Lo que habitualmente se denomina política ambiental es apenas la sumatoria de espacios públicos con escasa o nula incidencia en la génesis de los problemas. Lo que subyace, como dice el economista ecológico español Federico Aguilera Klinck, es la raíz semántica y política del concepto “problema ambiental”. ¿El problema ambiental es el envenenamiento con plaguicidas de un barrio entero en las afueras de la ciudad de Córdoba, con los correspondientes tumores, o ésa es la consecuencia –el “daño colateral”– de un problema de raigambre económica, política, social e institucional?
Edgar Morin convocaba a reconocer el error que supone mirar los problemas ambientales con la mente estrecha de lo ambiental y suponer, por lo tanto, que su solución es tecnológica: “Cada fenómeno de contaminación puede efectivamente ser aislado y encontrarse su remedio técnico, pero al mismo tiempo se enmascara el problema general, que no es un problema de tachos de desperdicios sino un problema de organización de la sociedad, del devenir industrial, de la relación sociedad-naturaleza”.
Si no hay política ambiental en tanto búsqueda de las soluciones allí donde los problemas se gestan, ¿hay ecología política?
La ecología política ha intentado brindar respuestas a los porqués pero no ha encontrado los cómo. La ecología política entiende que la modalidad de crecimiento económico como paradigma de éxito esconde la inconsistencia de pretender acumular más riqueza y más consumo en un planeta finito y sin contabilizar la pérdida neta de recursos y ambientes naturales. “La destrucción del planeta es vital para la supervivencia del sistema y viceversa”, señala con increíble crudeza, ironía y sadismo una viñeta de Andrés Rábago, el brillante humorista gráfico español conocido como El Roto. Pero, como decía Ignacio Lewkowicz, semejante claridad conceptual no ha conseguido un campo de intervención eficaz.
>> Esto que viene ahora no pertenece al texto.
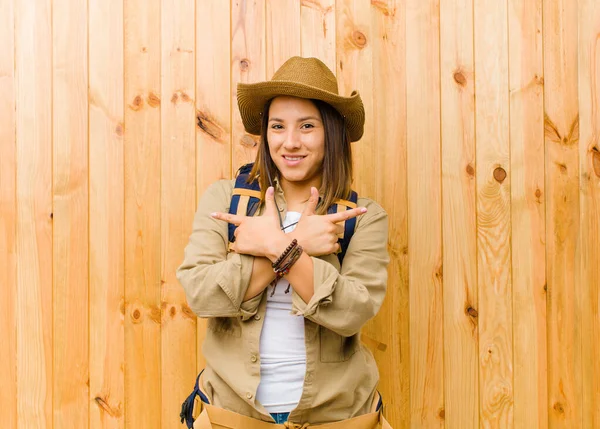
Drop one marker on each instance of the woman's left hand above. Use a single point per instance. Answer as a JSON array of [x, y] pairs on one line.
[[256, 235]]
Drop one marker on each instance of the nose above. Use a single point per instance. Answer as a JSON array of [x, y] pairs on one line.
[[292, 141]]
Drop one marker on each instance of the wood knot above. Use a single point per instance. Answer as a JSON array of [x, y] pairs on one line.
[[559, 408], [155, 314], [153, 100], [460, 78], [471, 312], [186, 311], [359, 39], [248, 141], [185, 98], [470, 170], [500, 174], [596, 161], [209, 126], [137, 103], [103, 404]]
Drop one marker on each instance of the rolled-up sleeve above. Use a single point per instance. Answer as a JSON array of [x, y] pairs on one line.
[[345, 300], [214, 280]]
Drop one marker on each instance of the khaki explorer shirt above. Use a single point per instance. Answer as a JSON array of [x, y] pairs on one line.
[[341, 373]]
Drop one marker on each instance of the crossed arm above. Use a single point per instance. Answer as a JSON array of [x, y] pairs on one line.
[[262, 237]]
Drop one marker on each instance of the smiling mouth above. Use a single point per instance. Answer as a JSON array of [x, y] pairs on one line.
[[293, 158]]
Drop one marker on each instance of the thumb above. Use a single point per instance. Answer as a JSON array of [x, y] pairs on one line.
[[311, 206], [270, 208]]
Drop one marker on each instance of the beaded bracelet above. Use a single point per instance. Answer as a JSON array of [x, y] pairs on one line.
[[285, 253], [282, 266]]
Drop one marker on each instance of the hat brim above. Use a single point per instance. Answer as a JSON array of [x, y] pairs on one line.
[[253, 96]]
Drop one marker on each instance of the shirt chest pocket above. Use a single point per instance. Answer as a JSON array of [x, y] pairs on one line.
[[335, 348]]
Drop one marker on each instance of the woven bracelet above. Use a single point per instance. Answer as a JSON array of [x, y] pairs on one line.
[[284, 255]]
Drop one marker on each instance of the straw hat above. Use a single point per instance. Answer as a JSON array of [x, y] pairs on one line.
[[304, 78]]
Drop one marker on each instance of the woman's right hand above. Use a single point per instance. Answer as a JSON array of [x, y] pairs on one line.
[[318, 234]]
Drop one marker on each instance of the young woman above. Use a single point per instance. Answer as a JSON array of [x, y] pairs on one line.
[[284, 315]]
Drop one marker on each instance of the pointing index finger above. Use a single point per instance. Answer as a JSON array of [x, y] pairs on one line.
[[347, 214], [227, 217]]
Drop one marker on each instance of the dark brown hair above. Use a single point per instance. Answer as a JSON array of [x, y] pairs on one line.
[[337, 162]]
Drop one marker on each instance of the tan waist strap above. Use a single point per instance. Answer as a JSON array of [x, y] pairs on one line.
[[212, 417]]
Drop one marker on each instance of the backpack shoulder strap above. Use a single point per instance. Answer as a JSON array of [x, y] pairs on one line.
[[245, 197], [349, 225]]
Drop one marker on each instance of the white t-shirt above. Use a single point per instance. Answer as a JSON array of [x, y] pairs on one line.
[[282, 348]]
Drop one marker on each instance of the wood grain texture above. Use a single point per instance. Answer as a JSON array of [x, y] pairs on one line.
[[493, 215], [178, 197], [387, 335], [70, 233], [33, 76], [248, 65], [528, 213], [424, 213], [8, 218], [318, 30], [355, 72], [142, 150], [589, 237], [213, 109], [562, 212], [461, 305], [282, 32], [107, 304]]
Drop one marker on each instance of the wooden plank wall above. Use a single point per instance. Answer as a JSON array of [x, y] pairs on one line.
[[482, 143]]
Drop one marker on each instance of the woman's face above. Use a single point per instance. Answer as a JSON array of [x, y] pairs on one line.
[[296, 140]]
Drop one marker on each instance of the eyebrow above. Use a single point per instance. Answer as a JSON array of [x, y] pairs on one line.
[[305, 118]]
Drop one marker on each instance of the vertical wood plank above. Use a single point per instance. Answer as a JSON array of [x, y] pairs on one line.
[[213, 110], [106, 214], [562, 212], [142, 53], [33, 73], [248, 65], [589, 156], [178, 195], [387, 335], [424, 213], [355, 72], [70, 238], [493, 215], [318, 30], [528, 213], [459, 215], [8, 217], [282, 32]]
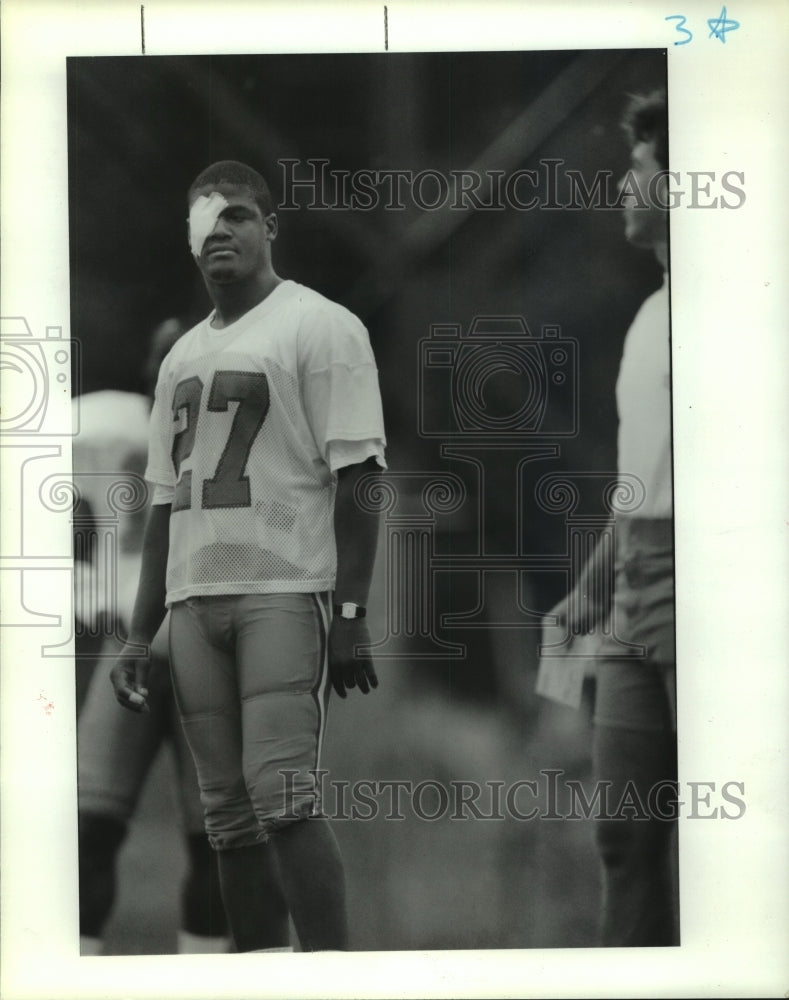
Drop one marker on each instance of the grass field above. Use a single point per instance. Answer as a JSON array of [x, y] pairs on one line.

Si se admite que el ambiente es un ámbito donde toma forma el sufrimiento derivado del progreso tal cual lo definimos y perseguimos, quizás haya que modificar esa noción de progreso y buscar la felicidad por otras vías. Los políticos repiten, sin reflexión alguna, que la solución es el “desarrollo sustentable”. Sin embargo, y a la luz de los resultados de su implementación mundial a partir de la consagración del concepto en la Cumbre de la Tierra 1992, parece más un oxímoron que una receta: resulta claramente contradictorio presuponer que el desarrollo, entendido como crecimiento económico con más presión sobre los recursos naturales, pueda ser persistente en el tiempo.
“El capitalismo transforma cada progreso económico en una calamidad pública”, decía Marx. Basta releer los ejemplos del comienzo de esta nota para comprobarlo.
* El autor es presidente de la Agencia Ambiental de la Ciudad de La Plata. Autor de El medio ambiente no le importa a nadie y de Historia del medio ambiente.